Ryerson and Jones travelled together in England in 1836 where Ryerson supported his efforts to get land titles, and raise money for the missions. Ryerson nominated Peter Jones to become the Western superintendent of Indian Affairs for Canada West (Smith , 1988, 225-27), which did not happen.
Ryerson supported the Ojibway proposal for schools, Methodist schools, for Indigenous children, so that they could learn farming and be successful in the settler economy. They recognized that hunting could no longer be a major source of livelihood, on account of the loss of their vast lands by conquest, purchase and theft.
The schools he and they wanted were to be entirely voluntary, and would come under their own control when they had acquired the necessary skills and knowledge. These Ojibway leaders, as Indigenous peoples generally, wanted self-government, NOT control by settler authorities either in the U.K. or (later) by the Department of Indian Affairs in Canada.
However, by 1860, Ojibway leaders had come to the realization that the schools were not successful and wanted them closed. Their recommendation was not respected and the schools continued in operation. Nightingale’s research, with data collected by the Colonial Office, showed that the four schools were well built and in favourable, airy, locations. However, the rates of disease and death were high in all 13 schools, day and residential, in her study, double those for English children of the same ages. The dates coincide with the recommendations of the Ojibway leaders, a decent start, but by the time her data were collected, in the 1850s, the disease and death rates were high (no statistical information is available on the early years). Nightingale’s data show that a good start was made, for example, descriptions of, for Alnwick, “brick building properly ventilated, position elevated”: for Mount Elgin, “children remarkably healthy, institution stands in an elevated position on the banks of the River Thames, sleeping apartments well-ventilated.”
The worst aspects of the residential school system post-date Ryerson’s lifetime (1803-82): the establishment of the federal residential school system in 1883; the 1920 Indian Act amendment that made the schooling mandatory for children ages 7-16, and that of 1936 which gave legal guardianship of Indigenous children to the principals of the schools.
We strongly advise that in considering the proposed name change, attention be given to research using documents from the time, and that due account be taken in the change in values and language from Ryerson’s time to our 21st century secular age.
Yours sincerely
Lynn McDonald, CM, PhD, LLD (hon), FRHistS, professor emerita
Please reply to lynnmcd@uoguelph.ca and please note that the letter will be sent again with further co-signers
Sources:
MacLean, Hope. A Positive Experiment in Aboriginal Education: The Methodist Ojibwa Day Schools in Upper Canada 1824-1855.” Canadian Journal of Native Studies XXII, 1(2002):23-63.

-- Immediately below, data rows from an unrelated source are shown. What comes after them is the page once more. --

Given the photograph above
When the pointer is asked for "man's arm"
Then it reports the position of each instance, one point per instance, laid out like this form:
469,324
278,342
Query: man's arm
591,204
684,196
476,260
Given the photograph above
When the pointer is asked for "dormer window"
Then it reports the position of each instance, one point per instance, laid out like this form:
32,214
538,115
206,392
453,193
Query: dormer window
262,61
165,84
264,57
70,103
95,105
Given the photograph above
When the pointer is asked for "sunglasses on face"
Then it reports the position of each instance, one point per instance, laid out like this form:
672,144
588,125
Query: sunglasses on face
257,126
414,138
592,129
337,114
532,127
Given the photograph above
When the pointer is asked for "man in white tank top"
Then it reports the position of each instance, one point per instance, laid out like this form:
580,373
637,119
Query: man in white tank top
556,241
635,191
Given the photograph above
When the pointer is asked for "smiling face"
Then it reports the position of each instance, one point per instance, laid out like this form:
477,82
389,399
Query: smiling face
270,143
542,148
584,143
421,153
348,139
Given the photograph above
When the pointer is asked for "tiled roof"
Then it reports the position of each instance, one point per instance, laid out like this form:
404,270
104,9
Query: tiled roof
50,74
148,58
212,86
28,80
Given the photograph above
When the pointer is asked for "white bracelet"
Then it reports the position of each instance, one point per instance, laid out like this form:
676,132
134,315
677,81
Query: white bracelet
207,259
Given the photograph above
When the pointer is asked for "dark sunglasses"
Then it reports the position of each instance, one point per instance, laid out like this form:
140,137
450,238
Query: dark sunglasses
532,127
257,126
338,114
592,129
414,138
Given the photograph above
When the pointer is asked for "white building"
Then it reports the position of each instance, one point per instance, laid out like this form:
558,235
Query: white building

MacLean, Hope. “Ojibwa Participation in Methodist Residential Schools in Upper Canada.” Canadian Journal of Native Studies XXV (2005):93-137. cjnsv25no1_pg93-137.pdf (brandonu.ca) author email Hopemaclean2003@yahoo.ca
Nightingale, Florence. “Sanitary Statistics of Native Colonial Schools and Hospitals.” Transactions of the National Association for the Promotion of Social Science, 1863.
Smith, Donald B. Sacred Feathers: The Reverend Peter Jones (Kahkewaquonaby) and the Mississauga Indians. 2nd ed. University of Toronto Press 2013 [1988].
Stagg, Ronald and Patrice Dutil. ”The Imbecile Attack on Egerton Ryerson.” Dorchester Review
(3 June 2021): The Imbecile Attack on Egerton Ryerson – The Dorchester Review
Dorchester Review. Editor@dorchesterreview.ca July 2021)
Life and Journals of Kahkewaquonaby (Rev Peter Jones), Wesleyan missionary. Toronto: A. Green, 1860.